The main output of the programme is written to statistics.log file in CSV format and can be viewd with any plain text editor. One convenient way of viewing it is to use column(1) command: $ column -t -s, statistics.log
time surge sway heave roll pitch yaw ...
0.1 3.54224e-06 -1.32265e-05 -0.048013 2.91658e-06 -8.2362e-05 -1.3101e-08 ...
0.2 1.39924e-05 -5.20036e-05 -0.188787 1.1432e-05 -0.000328957 -4.66839e-08 ...
0.3 3.04202e-05 -0.00011493 -0.417245 2.52506e-05 -0.000773429 -9.59169e-08 ...
0.4 4.85893e-05 -0.000200662 -0.727931 4.30094e-05 -0.0014764 -1.57831e-07 ...
0.5 6.31021e-05 -0.000308136 -1.11442 6.36482e-05 -0.0024246 -2.21454e-07 ...
0.6 7.05915e-05 -0.000436648 -1.56871 8.91631e-05 -0.00355133 -2.62082e-07 ...
0.7 6.9188e-05 -0.000585286 -2.08136 0.000118082 -0.00479003 -2.80518e-07 ...
0.8 5.69598e-05 -0.000752738 -2.64178 0.000147208 -0.00612078 -2.85791e-07 ...
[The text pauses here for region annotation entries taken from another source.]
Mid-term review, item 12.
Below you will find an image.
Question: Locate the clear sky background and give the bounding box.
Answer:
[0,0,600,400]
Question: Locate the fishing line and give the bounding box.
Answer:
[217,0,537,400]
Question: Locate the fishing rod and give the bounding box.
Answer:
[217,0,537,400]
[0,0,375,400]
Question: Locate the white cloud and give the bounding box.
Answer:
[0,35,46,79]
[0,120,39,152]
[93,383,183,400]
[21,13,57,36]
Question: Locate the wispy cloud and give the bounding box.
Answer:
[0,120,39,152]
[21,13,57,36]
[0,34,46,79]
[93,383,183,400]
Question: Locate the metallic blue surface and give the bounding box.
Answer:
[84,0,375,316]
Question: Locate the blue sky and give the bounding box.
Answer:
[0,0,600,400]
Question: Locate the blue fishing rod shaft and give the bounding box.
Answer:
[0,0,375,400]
0.9 3.24812e-05 -0.000938089 -3.23836 0.000177267 -0.00750933 -2.60816e-07 ...
1 -4.46021e-06 -0.00114049 -3.85861 0.000209351 -0.00889419 -1.96491e-07 ...
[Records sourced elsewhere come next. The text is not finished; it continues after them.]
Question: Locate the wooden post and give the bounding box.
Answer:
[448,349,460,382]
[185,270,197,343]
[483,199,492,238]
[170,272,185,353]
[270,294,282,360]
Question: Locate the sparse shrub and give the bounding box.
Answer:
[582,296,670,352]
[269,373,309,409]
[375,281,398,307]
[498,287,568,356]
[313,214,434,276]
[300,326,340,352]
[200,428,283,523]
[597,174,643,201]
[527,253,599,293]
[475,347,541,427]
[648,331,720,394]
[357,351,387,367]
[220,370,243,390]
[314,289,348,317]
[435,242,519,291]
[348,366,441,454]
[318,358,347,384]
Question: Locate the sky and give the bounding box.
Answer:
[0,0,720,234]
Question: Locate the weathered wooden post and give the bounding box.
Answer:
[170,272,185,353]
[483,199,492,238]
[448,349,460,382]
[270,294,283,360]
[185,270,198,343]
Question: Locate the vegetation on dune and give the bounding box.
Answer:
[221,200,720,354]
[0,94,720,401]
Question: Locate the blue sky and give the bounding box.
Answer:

Here only the first 7 columns are shown, and we can see that the only parameter that is not close to nought is heave. This makes sense, because ship initial position is higher that the draught and it submerges until the equilibrium is reached. We can verify our conclusions by visualising the current simulation state with vtestbed-gui(1) command: all we have to do is to add (set-testbed! vtb) to the end of the script and run it. $ vtestbed-gui sim1.scm
After that the window will appear on the screen.